Correva l’anno 1992 quando Daniel Pennac venne a Roma per presentare Come un romanzo, un breve saggio in cui enunciava i famosi dieci diritti del lettore: quello di non leggere, di saltare le pagine, di non finire il libro, di rileggere, di spizzicare e così via. Allora stavo facendo la pratica per diventare pubblicista ed essendo un’appassionata lettrice dei suoi romanzi, sono corsa a via Ripetta, dove lo presentava insieme a Domenico Starnone e Stefano Benni. In quell’occasione ci comunicò che avrebbe pubblicato un quarto e ultimo romanzo della saga di Malaussène e poi basta, fine.
E invece no. 22 anni dopo la pubblicazione de Signor Malaussène, apparso nel 1995, Daniel Pennac sforna Il caso Malaussène (titolo originale Le cas Malaussène: Ils m’ont menti), quinto romanzo della serie. Perciò ieri mi sono precipitata alla presentazione alla Feltrinelli di via Appia, a Roma.
Il problema è che mentre cercavo un parcheggio mi hanno tamponata (con una Smart!) e, primo, mi sono presa uno spavento, quindi ho passato mezz’ora a scrivere la constatazione amichevole. Infine sono arrivata alla presentazione quando era quasi finita. Ho comunque avuto il tempo di apprezzare Pennac che con i suoi racconti riesce sempre a divertire e conquistare il pubblico. La sala della Feltrinelli era piena di gente.
Affiancato da Marino Sinibaldi e dall’interprete, Pennac stava raccontando di una volta che era in macchina con la moglie e mentre lui guidava, lei gli leggeva ad alta voce un libro molto noioso. A un certo punto la moglie gli ha chiesto: “Come ti sembra?” E lui: “Da buttare”. Allora lei ha preso e lo ha lanciato dal finestrino.
Daniel Pennac non mi pare molto invecchiato.
La sua saga, che è nata a metà degli anni Ottanta e ha conosciuto uno straordinario successo, ha come protagonista Benjamin Malaussène, di professione “capro espiatorio”. Ora troviamo una nuova generazione di Malaussène, i piccoli che nel frattempo sono cresciuti.

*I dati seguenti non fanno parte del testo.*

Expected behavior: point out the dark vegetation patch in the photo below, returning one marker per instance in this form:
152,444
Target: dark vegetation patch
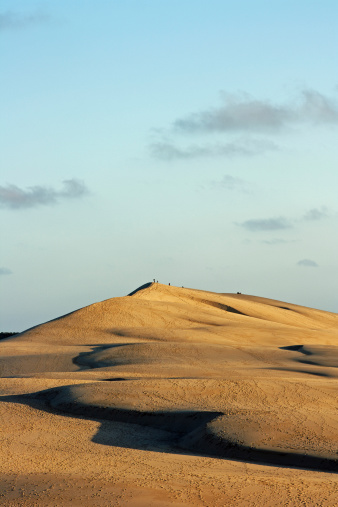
6,335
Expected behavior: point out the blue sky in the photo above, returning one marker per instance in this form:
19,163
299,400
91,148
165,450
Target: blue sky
188,141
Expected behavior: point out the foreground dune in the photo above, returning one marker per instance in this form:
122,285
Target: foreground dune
172,396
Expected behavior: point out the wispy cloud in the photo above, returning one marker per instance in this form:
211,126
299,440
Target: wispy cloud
279,223
307,263
266,224
241,112
229,182
245,147
11,20
315,214
5,271
14,197
277,241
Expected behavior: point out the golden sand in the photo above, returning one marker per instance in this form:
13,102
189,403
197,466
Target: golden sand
172,396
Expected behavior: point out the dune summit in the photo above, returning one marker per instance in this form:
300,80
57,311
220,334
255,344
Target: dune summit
172,396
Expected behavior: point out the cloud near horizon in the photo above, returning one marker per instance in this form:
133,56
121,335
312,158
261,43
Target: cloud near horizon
14,197
315,214
279,223
266,224
11,20
241,112
229,182
307,263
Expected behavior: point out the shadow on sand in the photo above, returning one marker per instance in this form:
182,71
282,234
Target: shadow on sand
177,432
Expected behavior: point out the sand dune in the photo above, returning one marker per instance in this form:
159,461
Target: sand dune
227,399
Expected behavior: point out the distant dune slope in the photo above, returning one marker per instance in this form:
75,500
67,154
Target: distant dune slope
227,375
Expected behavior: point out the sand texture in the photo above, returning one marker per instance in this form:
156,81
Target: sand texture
172,396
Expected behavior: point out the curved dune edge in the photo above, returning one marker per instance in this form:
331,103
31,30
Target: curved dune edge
240,429
169,375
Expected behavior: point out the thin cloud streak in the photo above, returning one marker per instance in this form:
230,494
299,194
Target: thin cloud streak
266,224
13,197
315,214
229,182
245,113
244,147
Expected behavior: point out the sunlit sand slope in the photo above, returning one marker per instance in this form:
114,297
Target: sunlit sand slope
228,376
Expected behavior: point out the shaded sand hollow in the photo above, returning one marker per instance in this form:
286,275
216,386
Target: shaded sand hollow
172,396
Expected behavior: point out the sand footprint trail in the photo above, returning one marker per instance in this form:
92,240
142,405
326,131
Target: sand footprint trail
186,372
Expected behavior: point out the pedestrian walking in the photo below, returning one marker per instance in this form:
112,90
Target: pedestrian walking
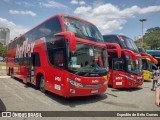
155,78
157,93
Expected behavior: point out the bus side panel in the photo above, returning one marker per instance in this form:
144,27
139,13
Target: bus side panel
118,80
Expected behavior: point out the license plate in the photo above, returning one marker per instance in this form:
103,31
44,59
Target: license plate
94,91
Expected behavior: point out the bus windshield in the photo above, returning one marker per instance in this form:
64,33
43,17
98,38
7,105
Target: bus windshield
134,66
88,59
129,43
146,65
82,29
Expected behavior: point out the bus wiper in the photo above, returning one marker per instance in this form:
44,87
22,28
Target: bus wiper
81,32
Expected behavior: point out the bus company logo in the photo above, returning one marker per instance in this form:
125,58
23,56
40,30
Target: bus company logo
95,81
58,78
24,49
118,78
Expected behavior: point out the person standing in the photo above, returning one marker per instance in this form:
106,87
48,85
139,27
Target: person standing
155,78
157,93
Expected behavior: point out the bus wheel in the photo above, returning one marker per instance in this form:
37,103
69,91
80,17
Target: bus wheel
42,83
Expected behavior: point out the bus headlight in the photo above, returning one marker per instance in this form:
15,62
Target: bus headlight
106,82
74,83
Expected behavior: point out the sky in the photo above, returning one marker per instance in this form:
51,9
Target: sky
110,16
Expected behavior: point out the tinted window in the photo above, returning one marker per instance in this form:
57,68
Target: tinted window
36,59
111,38
52,26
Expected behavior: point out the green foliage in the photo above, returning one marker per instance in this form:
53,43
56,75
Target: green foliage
152,38
3,50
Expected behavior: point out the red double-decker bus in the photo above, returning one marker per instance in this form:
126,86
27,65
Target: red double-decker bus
62,55
125,64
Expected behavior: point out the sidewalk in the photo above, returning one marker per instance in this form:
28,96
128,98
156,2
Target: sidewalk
3,71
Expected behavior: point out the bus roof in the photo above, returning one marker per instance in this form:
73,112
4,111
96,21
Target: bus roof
56,15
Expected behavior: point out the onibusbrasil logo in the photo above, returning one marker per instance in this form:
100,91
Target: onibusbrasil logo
26,48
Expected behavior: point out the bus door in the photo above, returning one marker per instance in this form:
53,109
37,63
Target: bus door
118,67
33,61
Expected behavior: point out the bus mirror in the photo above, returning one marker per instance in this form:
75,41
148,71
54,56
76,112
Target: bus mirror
70,36
116,46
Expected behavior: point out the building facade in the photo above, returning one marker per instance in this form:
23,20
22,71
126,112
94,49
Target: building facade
4,36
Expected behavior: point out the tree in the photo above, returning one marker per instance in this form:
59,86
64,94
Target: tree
152,38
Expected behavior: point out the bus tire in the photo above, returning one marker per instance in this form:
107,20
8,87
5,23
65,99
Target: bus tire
42,84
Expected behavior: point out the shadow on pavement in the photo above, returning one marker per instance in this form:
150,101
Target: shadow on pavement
69,101
73,101
126,89
2,106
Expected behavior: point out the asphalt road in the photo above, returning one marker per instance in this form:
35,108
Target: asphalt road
16,96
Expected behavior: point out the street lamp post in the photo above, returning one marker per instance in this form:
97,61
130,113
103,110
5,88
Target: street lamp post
142,20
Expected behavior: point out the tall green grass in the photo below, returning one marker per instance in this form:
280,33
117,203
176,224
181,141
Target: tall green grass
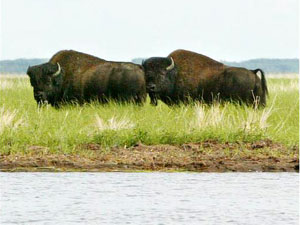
64,130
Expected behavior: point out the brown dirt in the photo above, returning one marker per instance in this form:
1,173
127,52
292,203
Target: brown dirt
208,156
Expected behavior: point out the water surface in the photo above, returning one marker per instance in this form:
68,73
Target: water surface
149,198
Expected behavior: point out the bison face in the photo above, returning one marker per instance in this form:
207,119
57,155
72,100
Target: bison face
160,74
46,80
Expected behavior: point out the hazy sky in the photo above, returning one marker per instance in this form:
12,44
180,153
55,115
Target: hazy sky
122,30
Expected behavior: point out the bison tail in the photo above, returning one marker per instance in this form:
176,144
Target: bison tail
263,81
264,87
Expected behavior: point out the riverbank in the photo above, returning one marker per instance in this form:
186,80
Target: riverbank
207,156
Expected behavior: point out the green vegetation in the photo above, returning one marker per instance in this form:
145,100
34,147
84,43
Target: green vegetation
23,125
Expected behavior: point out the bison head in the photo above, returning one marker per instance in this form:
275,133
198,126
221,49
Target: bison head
46,80
160,74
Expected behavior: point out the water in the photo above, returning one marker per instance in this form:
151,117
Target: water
149,198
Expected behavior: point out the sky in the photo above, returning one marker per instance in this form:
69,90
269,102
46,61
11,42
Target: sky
231,30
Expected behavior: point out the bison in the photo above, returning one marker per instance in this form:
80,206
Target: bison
184,76
72,76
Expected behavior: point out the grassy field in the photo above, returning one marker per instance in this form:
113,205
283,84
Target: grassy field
75,130
23,125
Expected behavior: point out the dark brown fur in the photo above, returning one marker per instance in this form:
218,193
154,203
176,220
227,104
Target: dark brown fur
82,79
198,77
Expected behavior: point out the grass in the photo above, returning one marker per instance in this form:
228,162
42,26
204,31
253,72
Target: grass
23,125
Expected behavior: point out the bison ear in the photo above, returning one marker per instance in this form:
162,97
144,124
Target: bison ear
171,66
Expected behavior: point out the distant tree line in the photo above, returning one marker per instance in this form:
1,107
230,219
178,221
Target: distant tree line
267,65
19,66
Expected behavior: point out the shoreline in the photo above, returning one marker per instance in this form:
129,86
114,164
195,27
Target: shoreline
207,156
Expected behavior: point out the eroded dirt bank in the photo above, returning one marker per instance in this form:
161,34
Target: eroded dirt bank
208,156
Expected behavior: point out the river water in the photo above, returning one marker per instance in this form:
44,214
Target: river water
149,198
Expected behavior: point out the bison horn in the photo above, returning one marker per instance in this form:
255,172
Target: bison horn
58,70
172,65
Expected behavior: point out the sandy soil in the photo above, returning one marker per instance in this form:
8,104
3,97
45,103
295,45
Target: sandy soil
208,156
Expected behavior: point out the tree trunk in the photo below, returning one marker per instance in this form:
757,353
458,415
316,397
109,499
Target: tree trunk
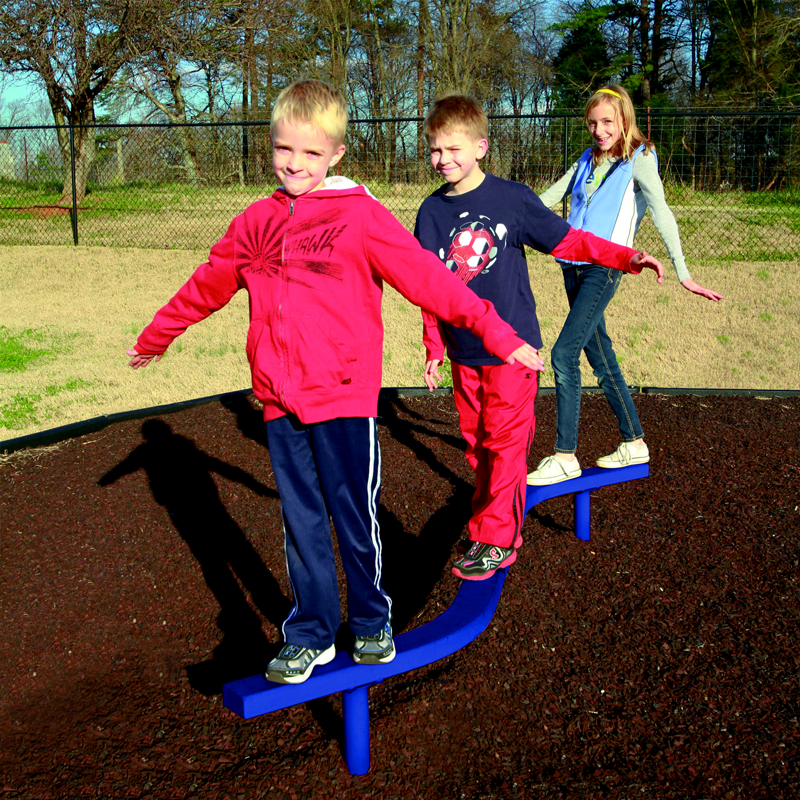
84,147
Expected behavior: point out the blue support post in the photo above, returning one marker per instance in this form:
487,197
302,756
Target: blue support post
355,710
465,619
583,516
582,487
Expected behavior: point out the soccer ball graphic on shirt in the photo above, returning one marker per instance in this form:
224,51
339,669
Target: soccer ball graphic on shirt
471,251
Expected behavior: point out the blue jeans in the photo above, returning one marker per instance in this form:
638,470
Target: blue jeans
589,290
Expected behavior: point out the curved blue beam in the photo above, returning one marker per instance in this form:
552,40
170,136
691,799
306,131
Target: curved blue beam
463,621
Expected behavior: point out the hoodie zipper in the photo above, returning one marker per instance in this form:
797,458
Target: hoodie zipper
280,307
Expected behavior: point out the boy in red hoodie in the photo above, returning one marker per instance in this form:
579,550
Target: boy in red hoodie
313,258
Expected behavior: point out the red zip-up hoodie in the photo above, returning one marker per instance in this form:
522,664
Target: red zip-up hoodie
314,268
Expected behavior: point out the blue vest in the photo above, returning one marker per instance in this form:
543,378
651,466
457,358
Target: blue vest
614,210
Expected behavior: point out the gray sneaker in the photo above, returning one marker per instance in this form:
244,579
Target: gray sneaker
294,664
377,649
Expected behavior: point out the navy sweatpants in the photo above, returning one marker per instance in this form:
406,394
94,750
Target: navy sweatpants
329,470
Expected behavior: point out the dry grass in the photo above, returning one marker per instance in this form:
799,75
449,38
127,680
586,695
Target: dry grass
83,307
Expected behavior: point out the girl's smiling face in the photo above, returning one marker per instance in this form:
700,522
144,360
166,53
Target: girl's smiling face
604,127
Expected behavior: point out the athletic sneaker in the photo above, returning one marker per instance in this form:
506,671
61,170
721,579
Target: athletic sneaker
553,470
294,664
627,453
482,560
377,649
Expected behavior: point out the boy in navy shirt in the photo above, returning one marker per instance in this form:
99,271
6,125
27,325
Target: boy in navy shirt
479,225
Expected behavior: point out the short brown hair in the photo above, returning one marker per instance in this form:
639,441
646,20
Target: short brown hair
313,102
456,112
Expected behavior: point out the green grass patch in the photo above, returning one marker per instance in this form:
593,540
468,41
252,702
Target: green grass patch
18,350
20,411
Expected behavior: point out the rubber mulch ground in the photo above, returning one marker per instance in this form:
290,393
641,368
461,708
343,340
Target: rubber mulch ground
142,566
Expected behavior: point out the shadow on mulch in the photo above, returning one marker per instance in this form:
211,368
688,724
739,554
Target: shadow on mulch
142,566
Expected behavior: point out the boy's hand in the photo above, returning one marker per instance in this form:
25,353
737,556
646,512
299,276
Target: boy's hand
140,360
432,376
527,355
650,263
694,287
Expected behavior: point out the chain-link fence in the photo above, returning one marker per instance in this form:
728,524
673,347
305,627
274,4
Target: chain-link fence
732,179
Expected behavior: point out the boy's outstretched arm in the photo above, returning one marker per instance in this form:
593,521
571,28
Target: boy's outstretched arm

Il romanzo inizia con il rapimento di uno spietato affarista e Benjamin, assediato dall’overdose di notizie che ci circonda, non può scampare a questa informazione. Poi c’è anche Alceste, lo scrittore che ha scritto un’auto-fiction – il genere più in voga – perciò la sua famiglia lo odia. E’ lui che urla a Benjamin: “Resistere alla realtà non fa di te un resistente”. Parole sante. Nel frattempo Malaussène si è spostato. Dalla brulicante Belleville, il quartiere multietnico dove ha ambientato i suoi romanzi, oggi meta di visitatori e posto alla moda, sull’altopiano del Vercors, dove non c’è anima viva.
Marino Sinibaldi ci svela che Il caso Malaussène finisce con un “continua…”, preannunciando che ci sarà anche un sesto romanzo della serie.
La presentazione è già finita e a la gente si mette in fila per la dedica. Sono così numerosi che Daniel Pennac dichiara che firmerà solo per un’ora e un solo libro a testa.
Mentre sto in un angoletto per scattare le foto, vicino a me c’è una signora la cui figlia sta facendo la fila per l’autografo. Mi racconta che Daniel Pennac è una passione condivisa. Dice che sua figlia Sofia legge molto e questo lo si deve in parte alla scuola, dove li fanno leggere, e in parte a lei che a casa ha istituito una “serata lettura” e una “serata noia” a settimana. Si potrebbe dire che ogni scrittore ha i lettori che si merita. Passi la “serata lettura”, ma nella serata noia che succede?
Fantastico pezzo, bravissima. La notazione sul tamponamento sembra inutile, ma non lo è: testimonia la fatica di vivere, il coraggio di affrontarla, e la passione per la letteratura. E ancora : in quanti avrebbero fatto la stessa cosa per – chesso’- un Albinati?
Se butti Albinati dal finestrino finisci in galera per omicidio colposo 🙂 Grazie Silvia!